The intervention led to a 3.8% (95% confidence interval (CI) = 1.3, 6.4) improvement in the composite health outcome. Effects across indicators are mixed and mainly driven by changes in immediate health monitoring behavior: The probability for routine examinations increased in the treatment group by 10.6% (95% CI = 3.2, 18.1), for regular blood pressure checks by 9.6% (95% CI = 3.3, 15.9), and for having access to a health care provider by 7.2% (95% CI = 0.93, 13.5). No statistical effects on general knowledge and social support are observable. Social networks are a key driver of program outreach and impact. Close friends and acquaintances of health workers used and benefited substantially more from the program than more distant ties.

Conclusions

Despite the promising immediate behavioral impacts, it remains questionable to what extent such small-scale MFI initiatives can bring transformative and sustainable changes without external support. Microfinance group networks played an important role for the success of the health intervention and further research is needed to better understand how these affect the health care utilization decisions of the clients.
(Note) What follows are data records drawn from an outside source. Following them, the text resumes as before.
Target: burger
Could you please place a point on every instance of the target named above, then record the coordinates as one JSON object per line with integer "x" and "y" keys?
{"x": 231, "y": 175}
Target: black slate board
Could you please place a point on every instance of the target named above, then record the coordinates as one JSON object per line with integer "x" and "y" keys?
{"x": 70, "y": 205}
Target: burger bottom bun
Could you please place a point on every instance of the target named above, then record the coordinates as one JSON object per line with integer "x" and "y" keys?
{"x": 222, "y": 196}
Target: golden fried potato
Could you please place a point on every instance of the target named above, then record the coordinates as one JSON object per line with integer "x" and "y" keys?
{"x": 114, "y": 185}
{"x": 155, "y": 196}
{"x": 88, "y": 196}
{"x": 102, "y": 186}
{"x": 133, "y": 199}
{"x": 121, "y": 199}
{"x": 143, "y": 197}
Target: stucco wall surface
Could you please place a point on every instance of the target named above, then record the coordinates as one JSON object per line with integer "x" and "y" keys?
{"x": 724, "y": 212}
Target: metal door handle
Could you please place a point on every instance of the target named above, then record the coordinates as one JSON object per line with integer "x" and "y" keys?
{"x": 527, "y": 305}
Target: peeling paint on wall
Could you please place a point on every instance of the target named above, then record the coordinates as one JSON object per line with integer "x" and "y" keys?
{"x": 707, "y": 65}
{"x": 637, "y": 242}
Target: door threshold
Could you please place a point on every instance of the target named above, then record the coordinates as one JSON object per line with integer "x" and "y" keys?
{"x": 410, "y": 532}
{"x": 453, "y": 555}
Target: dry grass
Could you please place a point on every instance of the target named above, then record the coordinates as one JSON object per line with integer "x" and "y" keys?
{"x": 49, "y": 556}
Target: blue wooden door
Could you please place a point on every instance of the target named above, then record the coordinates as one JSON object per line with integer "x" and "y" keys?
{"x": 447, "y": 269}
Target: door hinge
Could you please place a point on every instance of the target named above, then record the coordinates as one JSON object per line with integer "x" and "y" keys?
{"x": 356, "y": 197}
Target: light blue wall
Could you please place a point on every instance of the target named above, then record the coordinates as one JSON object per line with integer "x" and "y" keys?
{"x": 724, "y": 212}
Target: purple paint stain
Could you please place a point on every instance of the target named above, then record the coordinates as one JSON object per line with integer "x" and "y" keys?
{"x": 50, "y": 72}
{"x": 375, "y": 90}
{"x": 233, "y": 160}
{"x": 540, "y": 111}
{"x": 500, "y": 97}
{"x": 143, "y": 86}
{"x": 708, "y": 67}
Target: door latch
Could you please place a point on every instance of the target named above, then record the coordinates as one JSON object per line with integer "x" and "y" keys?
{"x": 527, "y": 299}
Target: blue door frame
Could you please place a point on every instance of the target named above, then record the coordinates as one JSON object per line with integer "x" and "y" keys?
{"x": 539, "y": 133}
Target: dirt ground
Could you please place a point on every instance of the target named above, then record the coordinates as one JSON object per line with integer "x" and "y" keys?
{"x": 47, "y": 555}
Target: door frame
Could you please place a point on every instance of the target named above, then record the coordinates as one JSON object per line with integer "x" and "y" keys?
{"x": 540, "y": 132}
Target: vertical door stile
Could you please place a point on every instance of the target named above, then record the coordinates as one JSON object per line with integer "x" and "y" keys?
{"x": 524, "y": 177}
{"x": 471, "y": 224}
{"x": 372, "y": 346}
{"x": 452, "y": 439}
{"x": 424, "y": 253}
Several low- and middle-income countries face a considerable shortage of human resources in health care, often leaving the poorest parts of the population underserved. According to the WHO, in 2013, there was a lack of more than 7 million skilled health workers worldwide with countries in Sub-Saharan Africa and South- as well as Southeast Asia being particularly affected [1]. As a result of the shortage, millions of people are disabled or die every year from preventable and/or treatable diseases. The shortage has been acknowledged as a major constraint in building resilient health systems and in achieving health-related development goals on a global scale [2-4].

Community health workers (CHW) have been proposed as a cost-effective and inclusive solution to address the persistent shortage [5-8]. CHWs are members of the underserved communities who work as support health personnel in their neighborhoods after receiving a short health training. Among others, CHWs have been used to disseminate information, promote health care utilization and healthy lifestyles, monitor treatment compliance, and perform small routine check-ups. Because of their close relationship to the communities they can serve as a bridge between health providers, social and community services, and their peers in the neighborhood. This enables them not only to widen the supply of health services in the communities, but also to actively influence demand-side restrictions in health care utilization, such as informational or behavioral constraints [7,9-11].
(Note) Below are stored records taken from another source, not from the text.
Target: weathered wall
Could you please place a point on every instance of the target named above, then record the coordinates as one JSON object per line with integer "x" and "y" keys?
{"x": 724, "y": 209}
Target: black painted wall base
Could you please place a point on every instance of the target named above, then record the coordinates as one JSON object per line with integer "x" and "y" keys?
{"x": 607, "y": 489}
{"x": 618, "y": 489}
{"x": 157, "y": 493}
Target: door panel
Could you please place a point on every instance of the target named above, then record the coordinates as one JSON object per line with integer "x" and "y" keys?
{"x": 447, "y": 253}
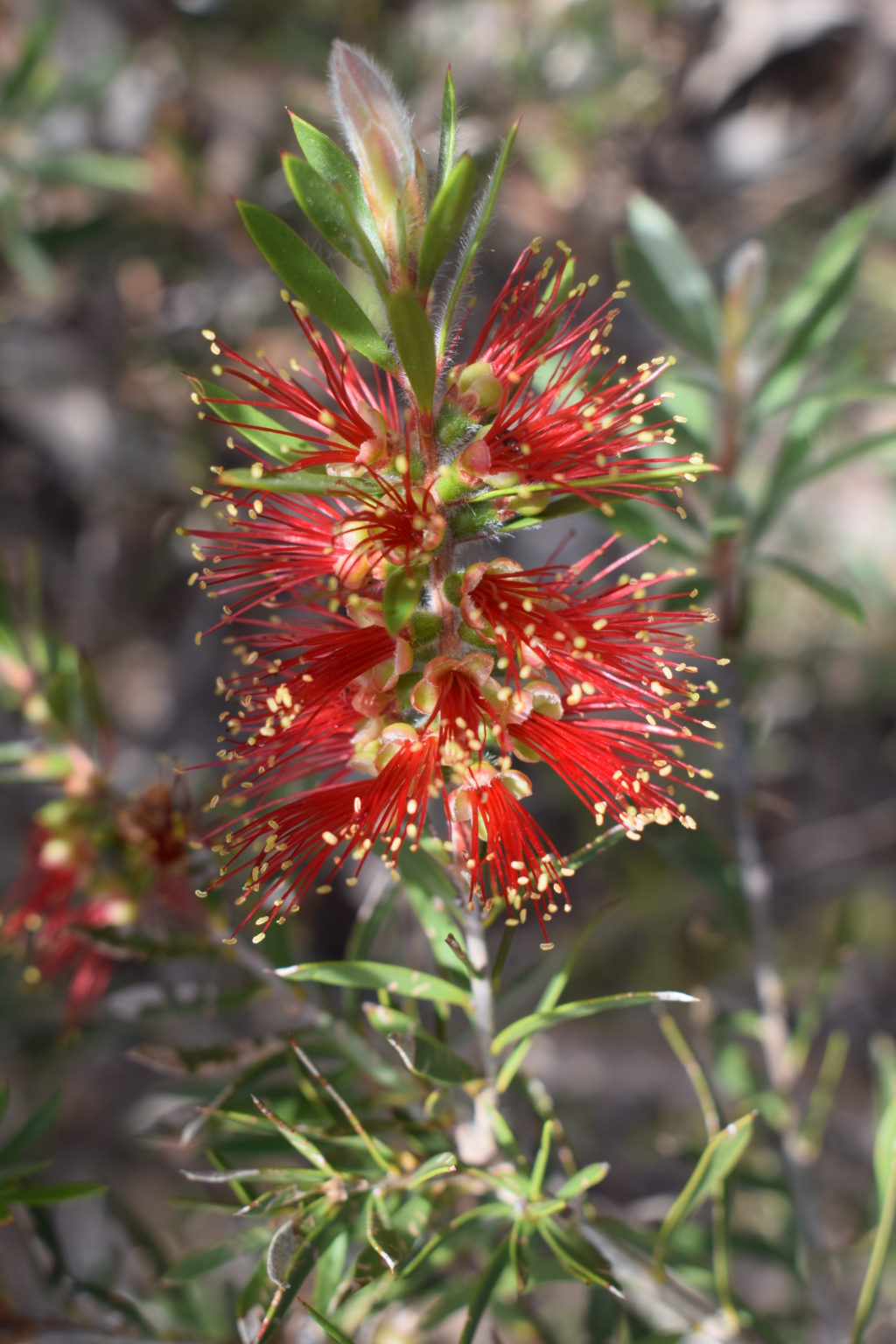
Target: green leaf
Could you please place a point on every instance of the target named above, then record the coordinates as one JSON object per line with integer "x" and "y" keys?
{"x": 301, "y": 481}
{"x": 324, "y": 206}
{"x": 844, "y": 456}
{"x": 313, "y": 283}
{"x": 336, "y": 168}
{"x": 718, "y": 1158}
{"x": 93, "y": 168}
{"x": 484, "y": 1288}
{"x": 433, "y": 897}
{"x": 526, "y": 1027}
{"x": 32, "y": 1130}
{"x": 446, "y": 220}
{"x": 448, "y": 130}
{"x": 382, "y": 1236}
{"x": 222, "y": 1253}
{"x": 813, "y": 312}
{"x": 55, "y": 1194}
{"x": 444, "y": 1164}
{"x": 584, "y": 1180}
{"x": 401, "y": 596}
{"x": 416, "y": 343}
{"x": 886, "y": 1180}
{"x": 326, "y": 1324}
{"x": 668, "y": 280}
{"x": 575, "y": 1254}
{"x": 481, "y": 218}
{"x": 835, "y": 594}
{"x": 550, "y": 998}
{"x": 379, "y": 975}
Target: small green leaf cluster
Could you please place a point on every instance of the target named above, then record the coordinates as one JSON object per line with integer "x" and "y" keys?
{"x": 763, "y": 396}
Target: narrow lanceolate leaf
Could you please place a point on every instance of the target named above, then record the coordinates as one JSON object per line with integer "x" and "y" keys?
{"x": 584, "y": 1180}
{"x": 446, "y": 220}
{"x": 550, "y": 998}
{"x": 886, "y": 1180}
{"x": 401, "y": 596}
{"x": 448, "y": 132}
{"x": 480, "y": 223}
{"x": 313, "y": 283}
{"x": 324, "y": 207}
{"x": 812, "y": 313}
{"x": 416, "y": 343}
{"x": 222, "y": 1253}
{"x": 382, "y": 1236}
{"x": 253, "y": 424}
{"x": 719, "y": 1158}
{"x": 485, "y": 1286}
{"x": 301, "y": 481}
{"x": 32, "y": 1130}
{"x": 379, "y": 975}
{"x": 835, "y": 594}
{"x": 336, "y": 168}
{"x": 668, "y": 280}
{"x": 844, "y": 456}
{"x": 582, "y": 1008}
{"x": 444, "y": 1164}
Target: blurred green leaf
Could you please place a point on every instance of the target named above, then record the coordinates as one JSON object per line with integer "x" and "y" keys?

This study evaluates a CHW program in the Philippines using a cluster randomized controlled trial design. The intervention was implemented by a microfinance institution (MFI), which traditionally provides access to financial services to the poor. Following an integrated development approach, an increasing number of MFIs have started in the recent years to also provide non-financial services to their clients and as part of this trend, several have established health programs including CHW components [12-14]. Despite their increasing importance and outreach, little is known about the impact of such privately organized health initiatives and the potential barriers faced by the implementing organizations. There is especially little evidence on the activities organized by small to medium scale MFIs, which make up a considerable share of the microfinance market [15].

As opposed to major national health programs, MFI health initiatives have limited access to resources and public support. As MFIs’ core competencies lie in other fields, they have to build up expertise and capacities in health care or partner with external organizations. Despite these challenges, there are also potential advantages to the provision of community health care services through MFIs [16]. With more than 200 million clients worldwide, most of them living below the poverty threshold, MFIs are able to effectively reach out to the most underserved population groups and address their specific health needs. Moreover, many MFIs rely on a dense grass-root infrastructure with strong peer support among clients and regular group meetings, providing a favorable environment for CHW activities.
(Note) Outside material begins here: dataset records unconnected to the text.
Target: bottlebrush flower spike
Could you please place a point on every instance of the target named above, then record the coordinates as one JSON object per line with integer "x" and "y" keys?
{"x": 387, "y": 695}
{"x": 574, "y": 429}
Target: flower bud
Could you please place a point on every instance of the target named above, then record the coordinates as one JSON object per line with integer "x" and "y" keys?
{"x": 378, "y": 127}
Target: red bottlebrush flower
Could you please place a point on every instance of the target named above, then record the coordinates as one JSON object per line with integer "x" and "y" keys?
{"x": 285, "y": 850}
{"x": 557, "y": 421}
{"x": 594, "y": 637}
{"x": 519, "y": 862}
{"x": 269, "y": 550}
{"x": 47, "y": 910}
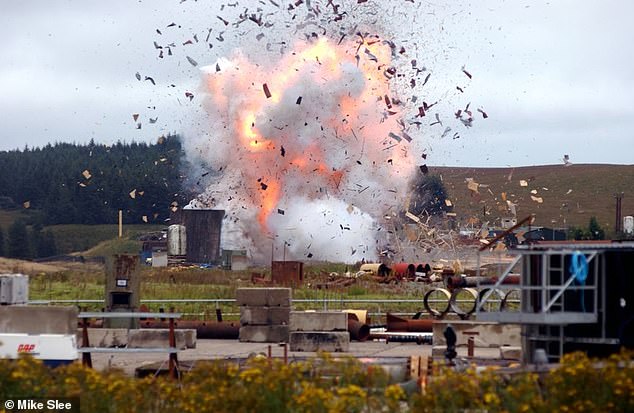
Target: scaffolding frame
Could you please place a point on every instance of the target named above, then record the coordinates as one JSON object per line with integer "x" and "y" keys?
{"x": 550, "y": 298}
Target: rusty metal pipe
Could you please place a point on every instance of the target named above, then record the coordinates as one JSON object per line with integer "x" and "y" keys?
{"x": 204, "y": 329}
{"x": 395, "y": 323}
{"x": 457, "y": 281}
{"x": 358, "y": 330}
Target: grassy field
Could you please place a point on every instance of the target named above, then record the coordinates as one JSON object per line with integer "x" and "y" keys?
{"x": 71, "y": 238}
{"x": 571, "y": 195}
{"x": 87, "y": 282}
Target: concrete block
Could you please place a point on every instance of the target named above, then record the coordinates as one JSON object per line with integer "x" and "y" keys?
{"x": 279, "y": 315}
{"x": 251, "y": 296}
{"x": 104, "y": 337}
{"x": 278, "y": 297}
{"x": 261, "y": 297}
{"x": 489, "y": 334}
{"x": 318, "y": 321}
{"x": 264, "y": 334}
{"x": 38, "y": 320}
{"x": 254, "y": 315}
{"x": 331, "y": 341}
{"x": 511, "y": 352}
{"x": 159, "y": 337}
{"x": 264, "y": 315}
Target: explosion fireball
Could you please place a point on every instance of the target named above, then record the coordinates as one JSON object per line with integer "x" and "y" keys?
{"x": 309, "y": 149}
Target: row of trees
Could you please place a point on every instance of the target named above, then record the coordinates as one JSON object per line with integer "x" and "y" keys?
{"x": 25, "y": 243}
{"x": 88, "y": 184}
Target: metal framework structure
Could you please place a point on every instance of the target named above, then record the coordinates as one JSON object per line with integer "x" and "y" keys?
{"x": 554, "y": 301}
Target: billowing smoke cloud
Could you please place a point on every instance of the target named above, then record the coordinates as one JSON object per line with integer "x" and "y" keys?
{"x": 308, "y": 150}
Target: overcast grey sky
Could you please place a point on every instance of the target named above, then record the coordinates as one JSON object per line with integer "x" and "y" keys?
{"x": 554, "y": 76}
Apart from assessing the overall impact of the CHW intervention as primary research objective, this study explores mechanisms contributing to impact heterogeneities and differential acceptance of the program in the neighborhoods. A particular focus is placed on the role of social networks in the microfinance groups, which are expected to play an important role in moderating the uptake of the intervention and its effects. Building on a rich literature on the relationship between social networks and health [17-20], this study is the first to systematically explore how social structures and the embeddedness of health workers in communities affect the success of a CHW intervention. The main data for this study was collected using face-to-face-interviews in two survey waves in February 2014 (n = 792) and April 2015 (n = 1064, including 36 CHWs), before and one year after the intervention. The sample for the interviews was drawn among the female clients of the partner organization from 70 randomly selected communities in Metro Manila and the adjacent province of Rizal. The quantitative analysis is complemented with insights from explorative semi-structured interviews with health workers and staff members.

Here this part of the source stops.